As such, she displays the "gleeful ignorance" that afflicts the vast majority of Americans disgusted at the mess our elites are making of the country. So says David Frum, a member of the conservative elite media; on the other side of the aisle at the Washington Post, editorial writer Ruth Marcus piles on, insisting that the angry nation represented by Palin is dumb, incapable of learning.

And so we need the guidance of our betters. Or so goes the thought processes, the critical thinking shaped by the identical exposure of Marcus and Frum to an education provided by Yale University and Harvard Law School. Harvard, especially, is where our current leadership has been drawn.

And Harvard is up to the task. Sure, once it was an explicitly Christian university actively engaged in graduating students of great character and education. Its first honorary degrees were awarded to Benjamin Franklin, George Washington, John Adams, and Thomas Jefferson.

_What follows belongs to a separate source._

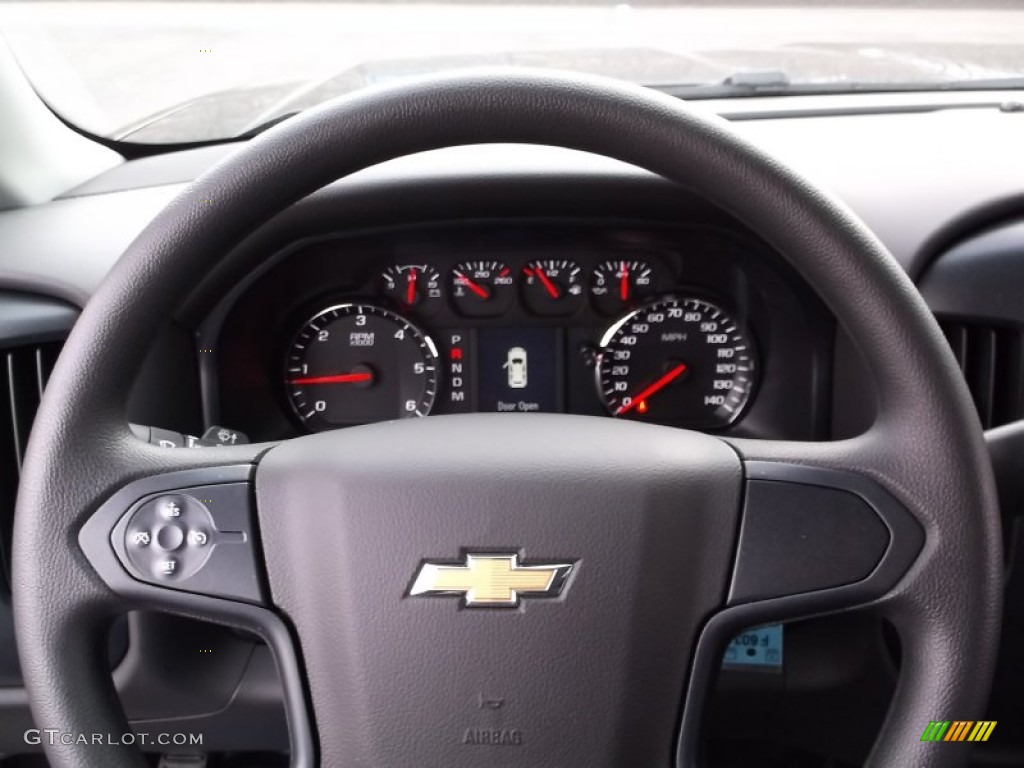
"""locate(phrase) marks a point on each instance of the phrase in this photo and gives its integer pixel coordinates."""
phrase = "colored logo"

But over time, "transformative leadership" changed the school, much in the way Obama is doing for the United States. As later Harvard-trained historians would tell it, the Puritans who founded the college left to pursue other opportunities, such as raping the wilderness and establishing injustice. Meanwhile, university leadership realized the lack of social justice involved in honoring and thereby encouraging national leaders who believed in "God-given" rights and self-government. Besides, the latter were home-schooled, a condition that produces individuals, the Washington Post tells us, who are just not "very good at thinking."

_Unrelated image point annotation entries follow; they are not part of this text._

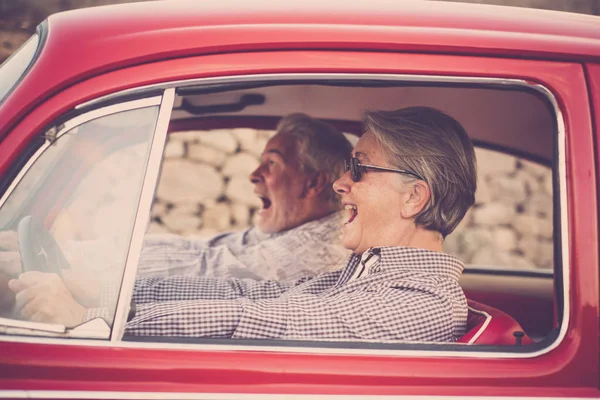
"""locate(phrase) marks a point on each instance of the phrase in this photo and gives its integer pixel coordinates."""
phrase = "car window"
(73, 210)
(510, 225)
(508, 228)
(13, 69)
(204, 217)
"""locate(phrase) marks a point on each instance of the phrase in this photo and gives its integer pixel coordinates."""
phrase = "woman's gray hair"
(437, 148)
(321, 148)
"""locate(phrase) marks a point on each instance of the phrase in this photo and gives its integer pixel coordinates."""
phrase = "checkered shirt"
(402, 294)
(306, 250)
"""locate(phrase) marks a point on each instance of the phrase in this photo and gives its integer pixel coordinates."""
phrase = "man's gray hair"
(436, 147)
(321, 148)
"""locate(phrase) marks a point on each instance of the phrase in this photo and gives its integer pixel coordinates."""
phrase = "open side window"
(507, 240)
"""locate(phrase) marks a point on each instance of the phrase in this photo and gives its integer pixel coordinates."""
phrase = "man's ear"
(316, 183)
(415, 199)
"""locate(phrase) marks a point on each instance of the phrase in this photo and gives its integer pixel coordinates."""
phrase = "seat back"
(488, 325)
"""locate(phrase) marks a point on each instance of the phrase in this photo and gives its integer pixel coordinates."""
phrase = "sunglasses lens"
(355, 169)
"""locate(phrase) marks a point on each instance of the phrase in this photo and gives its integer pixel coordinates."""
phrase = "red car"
(99, 100)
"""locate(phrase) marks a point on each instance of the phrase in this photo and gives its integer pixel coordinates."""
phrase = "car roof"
(86, 42)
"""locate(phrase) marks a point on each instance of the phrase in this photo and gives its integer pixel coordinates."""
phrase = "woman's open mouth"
(351, 211)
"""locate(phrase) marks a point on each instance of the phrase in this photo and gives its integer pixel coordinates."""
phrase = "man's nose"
(342, 184)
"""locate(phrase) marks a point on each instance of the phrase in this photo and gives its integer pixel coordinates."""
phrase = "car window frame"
(328, 346)
(165, 104)
(342, 348)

And now Harvard has come into its own, shaping a White House that even Yale graduate John Kerry praises for doing an awesomely "ship-shape" job. Look around you, he says proudly: This is what bringing Harvard to the White House does.

And at Harvard, the transformation just underway in the rest of the nation is complete. More representative of its values are recent honorary degree recipients that include Senator Edward M. Kennedy (D-MA), whom one London newspaper honored with the title of "the Senator of Sleaze." On the cultural front, the university honored Ivy League art critic Dr. Leo Steinberg, who, we are told by the "most widely-read fine arts magazine in the world," has thrilled the arts world with his studies of  "the prominent display of the genitals of the infant Christ [in art]."

From George Washington and Thomas Jefferson to Ted Kennedy and Leo Steinberg.

And they call us dummies?

Stuart Schwartz, a former retail and media executive, is on the faculty at Liberty University in Lynchburg, Virginia.